Meeta-Once you start, you get hooked rather easily, don't you? :)

bazu said...

"Heed this advice: DO NOT eat an unripened Hachiya." This is a great public service announcement, Susan! And so true! Unfortunately, however, I can't bake anything with persimmons because I'm too busy slurping them up to let them serve any other purpose!

Gretchen Noelle said...

Thanks for clearing up the persimmon confusion. I only get Fuyu persimmons (I now know!) here in Peru and look forward to seeing recipes of what I can do with those! Well, besides just eat them. :)

MyKitchenInHalfCups said...

Susan, I'm totally with you on this bread. Just can not imagine not loving this and I'd sure add the 5 spices!
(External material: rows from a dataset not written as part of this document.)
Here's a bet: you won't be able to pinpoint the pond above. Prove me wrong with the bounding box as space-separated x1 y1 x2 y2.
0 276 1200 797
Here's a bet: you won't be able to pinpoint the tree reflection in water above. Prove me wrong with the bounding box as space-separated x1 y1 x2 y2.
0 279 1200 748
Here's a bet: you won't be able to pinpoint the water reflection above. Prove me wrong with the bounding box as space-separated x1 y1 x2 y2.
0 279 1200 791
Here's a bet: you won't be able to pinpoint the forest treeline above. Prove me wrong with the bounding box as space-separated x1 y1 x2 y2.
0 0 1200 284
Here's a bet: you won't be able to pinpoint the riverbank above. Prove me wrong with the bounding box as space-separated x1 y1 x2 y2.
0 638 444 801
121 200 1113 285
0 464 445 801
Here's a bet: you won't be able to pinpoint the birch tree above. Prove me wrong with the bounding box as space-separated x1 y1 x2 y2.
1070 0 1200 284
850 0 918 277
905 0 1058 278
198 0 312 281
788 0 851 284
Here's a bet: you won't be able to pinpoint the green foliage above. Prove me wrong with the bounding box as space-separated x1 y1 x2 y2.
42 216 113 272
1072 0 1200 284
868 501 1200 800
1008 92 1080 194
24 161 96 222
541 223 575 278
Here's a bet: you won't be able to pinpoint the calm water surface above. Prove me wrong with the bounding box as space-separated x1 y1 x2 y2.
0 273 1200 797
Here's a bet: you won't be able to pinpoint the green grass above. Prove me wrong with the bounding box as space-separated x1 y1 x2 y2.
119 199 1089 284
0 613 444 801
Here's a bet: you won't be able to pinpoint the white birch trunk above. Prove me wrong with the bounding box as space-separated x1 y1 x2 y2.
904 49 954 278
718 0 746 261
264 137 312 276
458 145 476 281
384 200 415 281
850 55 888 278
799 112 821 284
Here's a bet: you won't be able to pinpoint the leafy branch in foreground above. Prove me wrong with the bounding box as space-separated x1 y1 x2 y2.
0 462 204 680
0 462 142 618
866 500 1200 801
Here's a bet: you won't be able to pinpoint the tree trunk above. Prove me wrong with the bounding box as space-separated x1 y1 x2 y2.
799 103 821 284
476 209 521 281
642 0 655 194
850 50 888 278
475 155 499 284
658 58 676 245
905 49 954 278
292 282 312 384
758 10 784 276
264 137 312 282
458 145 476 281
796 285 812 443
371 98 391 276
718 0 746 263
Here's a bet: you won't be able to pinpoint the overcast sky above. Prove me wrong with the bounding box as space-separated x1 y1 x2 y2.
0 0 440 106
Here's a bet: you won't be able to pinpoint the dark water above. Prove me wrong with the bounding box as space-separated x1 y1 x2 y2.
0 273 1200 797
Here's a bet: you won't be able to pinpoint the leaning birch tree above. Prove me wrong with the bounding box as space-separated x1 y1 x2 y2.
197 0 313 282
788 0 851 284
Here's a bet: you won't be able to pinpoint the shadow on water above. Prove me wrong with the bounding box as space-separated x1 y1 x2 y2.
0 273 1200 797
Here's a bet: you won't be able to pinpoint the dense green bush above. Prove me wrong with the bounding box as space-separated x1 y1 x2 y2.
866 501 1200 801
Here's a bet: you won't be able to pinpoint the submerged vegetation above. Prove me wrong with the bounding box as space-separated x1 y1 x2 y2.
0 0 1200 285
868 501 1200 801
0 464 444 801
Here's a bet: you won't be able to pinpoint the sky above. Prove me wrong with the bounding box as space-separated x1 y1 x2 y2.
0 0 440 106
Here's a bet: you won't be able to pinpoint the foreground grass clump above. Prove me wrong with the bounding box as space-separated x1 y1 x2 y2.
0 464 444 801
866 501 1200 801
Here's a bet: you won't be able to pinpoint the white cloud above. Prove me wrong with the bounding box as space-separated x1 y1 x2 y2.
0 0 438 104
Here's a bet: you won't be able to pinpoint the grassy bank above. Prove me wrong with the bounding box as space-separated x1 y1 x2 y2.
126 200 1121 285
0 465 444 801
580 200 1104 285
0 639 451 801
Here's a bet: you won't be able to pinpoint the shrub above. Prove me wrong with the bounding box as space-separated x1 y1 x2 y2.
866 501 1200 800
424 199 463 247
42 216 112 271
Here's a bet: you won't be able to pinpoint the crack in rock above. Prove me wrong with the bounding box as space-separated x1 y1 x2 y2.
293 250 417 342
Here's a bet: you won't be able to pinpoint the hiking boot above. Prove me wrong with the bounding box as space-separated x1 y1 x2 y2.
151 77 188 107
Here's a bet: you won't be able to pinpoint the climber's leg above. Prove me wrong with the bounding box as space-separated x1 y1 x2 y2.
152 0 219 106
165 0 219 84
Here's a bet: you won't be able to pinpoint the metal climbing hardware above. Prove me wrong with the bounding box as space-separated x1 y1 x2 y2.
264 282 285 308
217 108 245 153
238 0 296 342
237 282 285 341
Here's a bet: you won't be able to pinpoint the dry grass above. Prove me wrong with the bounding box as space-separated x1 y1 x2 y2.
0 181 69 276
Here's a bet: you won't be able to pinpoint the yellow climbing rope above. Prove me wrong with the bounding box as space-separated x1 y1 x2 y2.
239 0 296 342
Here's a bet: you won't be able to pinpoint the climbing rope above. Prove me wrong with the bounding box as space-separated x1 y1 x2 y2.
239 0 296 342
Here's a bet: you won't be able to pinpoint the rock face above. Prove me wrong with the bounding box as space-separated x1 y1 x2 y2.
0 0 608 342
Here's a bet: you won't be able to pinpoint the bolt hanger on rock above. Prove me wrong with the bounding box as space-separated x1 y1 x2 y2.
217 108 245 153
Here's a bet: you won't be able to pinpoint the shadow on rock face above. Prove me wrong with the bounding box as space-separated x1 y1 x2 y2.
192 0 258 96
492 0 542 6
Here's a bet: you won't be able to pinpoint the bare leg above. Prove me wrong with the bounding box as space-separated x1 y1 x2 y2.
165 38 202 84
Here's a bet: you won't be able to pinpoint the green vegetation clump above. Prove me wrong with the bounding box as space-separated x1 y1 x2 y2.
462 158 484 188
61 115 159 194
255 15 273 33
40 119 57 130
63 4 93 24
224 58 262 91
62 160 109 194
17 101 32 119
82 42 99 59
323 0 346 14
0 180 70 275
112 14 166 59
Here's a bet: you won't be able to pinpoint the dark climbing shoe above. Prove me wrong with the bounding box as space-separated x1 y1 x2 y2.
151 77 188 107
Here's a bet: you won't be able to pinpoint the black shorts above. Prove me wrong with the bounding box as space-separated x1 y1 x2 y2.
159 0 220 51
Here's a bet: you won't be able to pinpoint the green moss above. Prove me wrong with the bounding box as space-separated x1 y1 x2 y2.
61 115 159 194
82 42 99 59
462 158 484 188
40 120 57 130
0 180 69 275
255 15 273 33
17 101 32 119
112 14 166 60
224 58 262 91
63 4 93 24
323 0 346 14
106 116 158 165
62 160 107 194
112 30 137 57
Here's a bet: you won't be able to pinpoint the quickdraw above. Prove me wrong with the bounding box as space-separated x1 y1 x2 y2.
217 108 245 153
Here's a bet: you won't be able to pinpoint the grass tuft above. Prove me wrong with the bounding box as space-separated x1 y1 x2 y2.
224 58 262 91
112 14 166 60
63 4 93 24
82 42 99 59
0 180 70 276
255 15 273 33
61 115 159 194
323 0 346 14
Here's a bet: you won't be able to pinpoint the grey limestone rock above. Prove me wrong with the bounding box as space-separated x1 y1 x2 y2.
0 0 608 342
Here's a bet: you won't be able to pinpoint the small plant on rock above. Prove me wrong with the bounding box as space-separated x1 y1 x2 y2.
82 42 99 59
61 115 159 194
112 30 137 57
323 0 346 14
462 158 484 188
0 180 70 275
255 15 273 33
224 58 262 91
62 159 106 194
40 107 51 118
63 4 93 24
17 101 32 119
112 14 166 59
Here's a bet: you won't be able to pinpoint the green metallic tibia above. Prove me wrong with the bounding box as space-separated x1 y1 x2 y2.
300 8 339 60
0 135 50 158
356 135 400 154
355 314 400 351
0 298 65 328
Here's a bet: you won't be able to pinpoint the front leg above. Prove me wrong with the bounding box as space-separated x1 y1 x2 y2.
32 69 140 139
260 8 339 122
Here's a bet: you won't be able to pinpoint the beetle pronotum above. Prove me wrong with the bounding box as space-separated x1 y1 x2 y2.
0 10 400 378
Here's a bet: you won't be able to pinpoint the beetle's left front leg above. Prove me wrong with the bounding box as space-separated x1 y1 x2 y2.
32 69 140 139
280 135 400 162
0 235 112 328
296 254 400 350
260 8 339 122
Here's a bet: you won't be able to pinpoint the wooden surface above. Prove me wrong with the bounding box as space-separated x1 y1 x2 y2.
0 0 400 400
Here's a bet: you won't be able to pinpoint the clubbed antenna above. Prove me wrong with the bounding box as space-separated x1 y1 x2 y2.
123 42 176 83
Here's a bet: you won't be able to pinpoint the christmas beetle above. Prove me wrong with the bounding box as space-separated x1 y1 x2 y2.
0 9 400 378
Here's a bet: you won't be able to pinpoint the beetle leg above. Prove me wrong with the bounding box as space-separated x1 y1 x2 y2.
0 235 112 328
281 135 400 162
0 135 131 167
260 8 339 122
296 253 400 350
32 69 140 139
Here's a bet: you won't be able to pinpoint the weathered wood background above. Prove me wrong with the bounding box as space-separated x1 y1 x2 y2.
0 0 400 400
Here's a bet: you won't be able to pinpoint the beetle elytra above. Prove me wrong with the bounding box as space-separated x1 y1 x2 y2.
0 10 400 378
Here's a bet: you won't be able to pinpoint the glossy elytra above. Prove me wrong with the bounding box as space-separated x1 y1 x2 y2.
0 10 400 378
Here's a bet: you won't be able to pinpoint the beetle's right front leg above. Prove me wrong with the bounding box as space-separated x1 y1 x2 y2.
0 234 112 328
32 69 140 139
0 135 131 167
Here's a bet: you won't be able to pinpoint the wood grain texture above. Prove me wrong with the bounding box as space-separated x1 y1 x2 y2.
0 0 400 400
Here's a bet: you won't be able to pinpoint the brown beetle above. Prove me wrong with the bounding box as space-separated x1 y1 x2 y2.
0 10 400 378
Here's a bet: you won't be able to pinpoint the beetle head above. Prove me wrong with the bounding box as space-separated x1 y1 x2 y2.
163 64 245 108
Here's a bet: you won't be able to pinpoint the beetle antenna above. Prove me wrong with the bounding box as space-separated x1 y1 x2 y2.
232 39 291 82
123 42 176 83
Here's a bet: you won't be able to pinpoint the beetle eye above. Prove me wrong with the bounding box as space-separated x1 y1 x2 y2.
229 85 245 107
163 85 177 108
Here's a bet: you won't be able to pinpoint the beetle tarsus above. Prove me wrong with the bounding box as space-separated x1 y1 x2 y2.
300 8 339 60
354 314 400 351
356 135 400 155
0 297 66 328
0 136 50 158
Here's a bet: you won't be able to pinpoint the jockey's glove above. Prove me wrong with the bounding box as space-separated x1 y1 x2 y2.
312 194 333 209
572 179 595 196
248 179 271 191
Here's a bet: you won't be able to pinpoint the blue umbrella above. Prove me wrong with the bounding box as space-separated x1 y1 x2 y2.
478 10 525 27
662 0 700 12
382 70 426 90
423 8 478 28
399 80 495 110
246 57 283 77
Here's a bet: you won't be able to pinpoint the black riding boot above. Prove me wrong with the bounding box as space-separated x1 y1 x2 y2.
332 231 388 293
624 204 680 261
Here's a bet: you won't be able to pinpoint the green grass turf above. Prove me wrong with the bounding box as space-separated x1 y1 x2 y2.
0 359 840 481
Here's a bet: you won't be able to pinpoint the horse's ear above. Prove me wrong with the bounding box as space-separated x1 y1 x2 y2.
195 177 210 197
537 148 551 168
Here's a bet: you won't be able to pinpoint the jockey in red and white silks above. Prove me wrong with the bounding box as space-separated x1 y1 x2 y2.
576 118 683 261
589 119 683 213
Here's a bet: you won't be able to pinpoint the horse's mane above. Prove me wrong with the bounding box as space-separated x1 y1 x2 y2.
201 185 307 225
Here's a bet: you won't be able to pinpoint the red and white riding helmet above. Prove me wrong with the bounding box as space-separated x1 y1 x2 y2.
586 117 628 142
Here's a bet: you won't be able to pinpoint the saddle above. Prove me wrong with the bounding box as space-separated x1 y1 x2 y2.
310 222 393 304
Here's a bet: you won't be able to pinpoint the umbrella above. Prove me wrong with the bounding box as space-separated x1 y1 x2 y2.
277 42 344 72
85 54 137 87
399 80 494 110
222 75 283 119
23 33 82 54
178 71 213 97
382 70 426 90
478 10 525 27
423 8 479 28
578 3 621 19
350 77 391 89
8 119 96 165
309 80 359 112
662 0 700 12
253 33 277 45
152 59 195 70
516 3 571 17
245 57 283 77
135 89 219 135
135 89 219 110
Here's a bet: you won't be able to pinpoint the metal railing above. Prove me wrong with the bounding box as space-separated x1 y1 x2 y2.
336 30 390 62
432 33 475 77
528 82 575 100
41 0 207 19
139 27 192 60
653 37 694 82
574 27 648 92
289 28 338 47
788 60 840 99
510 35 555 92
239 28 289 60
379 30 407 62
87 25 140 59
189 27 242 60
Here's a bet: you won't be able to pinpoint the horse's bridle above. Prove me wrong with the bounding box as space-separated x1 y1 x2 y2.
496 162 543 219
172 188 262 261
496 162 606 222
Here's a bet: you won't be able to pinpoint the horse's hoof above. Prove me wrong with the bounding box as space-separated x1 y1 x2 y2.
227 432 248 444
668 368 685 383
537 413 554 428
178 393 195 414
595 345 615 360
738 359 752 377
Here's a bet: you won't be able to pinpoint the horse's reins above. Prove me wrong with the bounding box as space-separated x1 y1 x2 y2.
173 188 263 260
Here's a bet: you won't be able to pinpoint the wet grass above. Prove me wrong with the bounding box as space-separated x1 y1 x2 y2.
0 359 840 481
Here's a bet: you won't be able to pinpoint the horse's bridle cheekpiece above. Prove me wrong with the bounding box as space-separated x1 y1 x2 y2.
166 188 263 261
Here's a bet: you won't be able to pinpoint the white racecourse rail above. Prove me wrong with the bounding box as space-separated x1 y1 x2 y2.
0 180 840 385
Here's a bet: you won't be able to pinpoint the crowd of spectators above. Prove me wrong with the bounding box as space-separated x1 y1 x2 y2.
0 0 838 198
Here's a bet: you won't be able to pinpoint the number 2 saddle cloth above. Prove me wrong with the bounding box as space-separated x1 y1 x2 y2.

My aunt had a Hachiya persimmon just across the road from her house and the two of us were the only ones to go wild for them every year. Wish she were around to bake this for.

Anonymous said...

This recipe sounds fantastic. I have always enjoyed persimmon as a fruit in dessert, but have never baked with it, so I have to try this. The cut slices look so inviting...

Jeanne said...

I have never baked with persimmons (think I may have eaten one once but not even 100% sure about that...). We're just back from France and saw a couple of trees heavy with persimmons that looked like decorated Christmas trees - too gorgeous. This loaf looks incredible and just imagining the flavours is making my mouth water :)

Anonymous said...

Hi Susan! Those are the most beautiful persimmons I have ever seen. The ones at my grocery store have been really dry and not too sweet. I wish I had some of your Calif. ones! Thanks for a fun and interesting story too. -Carol

Susan from Food Blogga said...

Bazu-That's what my mom said--she couldn't resist saving it for baking. She was here this weekend and bought a 5 pound bag to bring back home!

Gretchen Noelle-You're welcome! It was fun.

Tanna- I wish she were here for your sake as well.

Ronnell-Thanks--I just loved the moistness of it.

Jeanne-Well, you better make 100% sure you have eaten one because they are fabulous! And I agree, the tress are gorgeous.

Carol- I'm glad you enjoyed the story. Maybe they're traveling too far to wherever you live?

Scribbit said...

I've looked for some good things to do with persimmons. Thanks!

Anonymous said...

How I wished I lived in Southern California. Your produce is so beautiful. And so are your photos. Thanks for the recipe. I've never tried baking with persimmons before but this looks too good not to try!

Ann said...

I love date bread and pairing it with persimmon is inspired.

Ann at Redacted Recipes

Susan from Food Blogga said...

Michelle-You're welcome.

Anonymous-We are lucky here. Thanks! I hope you try it!

Ann-The flavors are wonderful together.

Unknown said...

Looks wonderful - but, can I make this with Fuyu persimmons?

Susan from Food Blogga said...

Jen-Yes, you can use Fuyus, but make sure they are really soft and ripe, as they will be moister. If you use them while they're still firm like an apple, I think they'd make the cake dry. Good luck!

Unknown said...

I wanted to try my hands on Persimon as they are in season, Thanks for the nice recipe.